I noticed an anomaly when I researched Kansas Mountain Time for an article last January. Very little of Kansas remains in Mountain Time. Also, I suspect the entire state will flip eventually to Central Time. That hasn’t happened yet and the anomaly will remain in place until that occurs.
A Three-Sided Occurrence
Notice the far northwestern corner of Kansas, just north of the Mountain Time counties. That’s Cheyenne County. Cheyenne switched to Central Time in approximately 1955 according to the Statoids website. Meanwhile, western Nebraska observes Mountain Time as does all of Colorado. That created a situation where Mountain time surrounds Cheyenne County on three sides. Drive east from Cheyenne and one will remain in Central Time. However, drive north, south or west, and one will enter Mountain Time upon passing the county border.
This becomes more obvious in the image I created in the National Atlas of the United States’ Map Maker. Sadly this tool no longer exists. But when it did it used to let users create maps with time zones and county boundaries.
I considered whether this might be an unusual situation — a rare instance of time zone herniation of a county completely protruding into its neighbors — or whether it was entirely more common. I went through the time/county overlay in Map Maker and found only one other example, well, four-fifths of an example actually. Cheyenne County is either unique or nearly unique, with a different time zone found completely on three sides.
The kind-of, maybe, sorta instance
This is Malheur County, Oregon. I’ve mentioned Malheur before. It sits in a unique corner of Oregon in Mountain Time. It also contributes to the trick question about an Atlantic state and a Pacific state only one hour apart (and on the same time for a single hour each year when the nation turns the clock back in autumn). However, take a closer look and it’s apparently that a small sliver of Malheur’s southern end observes Pacific Time just like the rest of Oregon.

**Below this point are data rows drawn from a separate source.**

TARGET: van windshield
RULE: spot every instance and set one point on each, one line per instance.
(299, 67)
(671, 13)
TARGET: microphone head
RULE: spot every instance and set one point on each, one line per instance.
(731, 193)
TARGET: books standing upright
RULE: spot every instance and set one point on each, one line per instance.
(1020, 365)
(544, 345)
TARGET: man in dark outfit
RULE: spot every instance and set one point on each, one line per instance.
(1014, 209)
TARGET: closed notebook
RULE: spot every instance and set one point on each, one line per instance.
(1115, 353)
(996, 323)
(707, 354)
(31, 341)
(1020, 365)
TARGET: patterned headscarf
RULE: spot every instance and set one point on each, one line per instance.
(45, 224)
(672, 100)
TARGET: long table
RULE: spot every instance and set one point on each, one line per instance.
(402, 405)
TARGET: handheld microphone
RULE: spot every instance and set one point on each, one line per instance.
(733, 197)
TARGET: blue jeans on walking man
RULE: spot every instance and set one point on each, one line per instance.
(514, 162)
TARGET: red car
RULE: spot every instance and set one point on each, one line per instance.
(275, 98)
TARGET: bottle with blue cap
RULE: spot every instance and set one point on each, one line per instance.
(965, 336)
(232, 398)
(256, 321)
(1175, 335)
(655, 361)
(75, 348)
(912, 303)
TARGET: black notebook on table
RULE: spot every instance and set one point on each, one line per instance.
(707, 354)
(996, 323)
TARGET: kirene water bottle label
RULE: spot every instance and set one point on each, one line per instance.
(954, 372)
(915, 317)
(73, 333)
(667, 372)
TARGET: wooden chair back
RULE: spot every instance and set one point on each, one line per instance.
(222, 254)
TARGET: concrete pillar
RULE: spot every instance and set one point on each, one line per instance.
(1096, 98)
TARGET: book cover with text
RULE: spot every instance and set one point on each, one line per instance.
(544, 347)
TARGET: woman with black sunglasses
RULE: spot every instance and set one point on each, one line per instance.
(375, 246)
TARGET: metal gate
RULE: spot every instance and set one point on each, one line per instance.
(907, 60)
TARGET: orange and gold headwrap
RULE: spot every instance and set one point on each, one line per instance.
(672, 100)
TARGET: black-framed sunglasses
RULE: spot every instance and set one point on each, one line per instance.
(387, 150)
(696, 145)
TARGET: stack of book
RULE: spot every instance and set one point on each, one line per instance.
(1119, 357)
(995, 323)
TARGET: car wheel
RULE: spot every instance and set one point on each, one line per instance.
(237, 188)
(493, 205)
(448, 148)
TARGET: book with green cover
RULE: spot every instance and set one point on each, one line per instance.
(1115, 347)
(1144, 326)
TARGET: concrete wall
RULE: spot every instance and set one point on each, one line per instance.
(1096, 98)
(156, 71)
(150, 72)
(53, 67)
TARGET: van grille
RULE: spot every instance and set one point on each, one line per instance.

Title 49, Section 71.9 of the US Code of Federal Regulations defines the separation: “thence southerly along the west line of Malheur County to the southwest corner of T. 35 S., R. 37 E.; thence east to the Idaho-Oregon boundary“. It’s a matter of drawing a line along the designated township and range boundary which corresponds to a latitude at approximately 42.45° north. It’s literally in the middle of nowhere (map).
Most of Malheur observes Mountain Time because it’s so far removed from Oregon’s cities that it’s more aligned economically with places in Idaho. That doesn’t explain the lower one-fifth, though. I looked a little closer.
Actually the southern portion accommodates residents of McDermitt, a town split by two states. The majority of McDermitt falls on the Nevada side of the border. Nevada follows Pacific Time. Thus it makes sense for this small corner of Malheur to follow Pacific Time too. It makes even more sense when one considers that 75% of the population is associated with the Fort McDermitt Paiute and Shoshone Tribe.
Do we count Malheur as a second example in spite of its split personality? Or do we consider Cheyenne a truly unique occurrence?
Random Unrelated Item
This nondescript grass path in a generic housing development leads to the Historic Tucker Family Cemetery, which is the oldest African American cemetery in the former English colonies of North America. It dates back to the arrival of slavery in the Jamestown colony in 1619. Local press accounts described its long neglect and reported on recent restoration efforts. It’s shocking how a place of such historic significance could have fallen into such disrepair for the past half-century. History lurks everywhere. Even in the suburbs.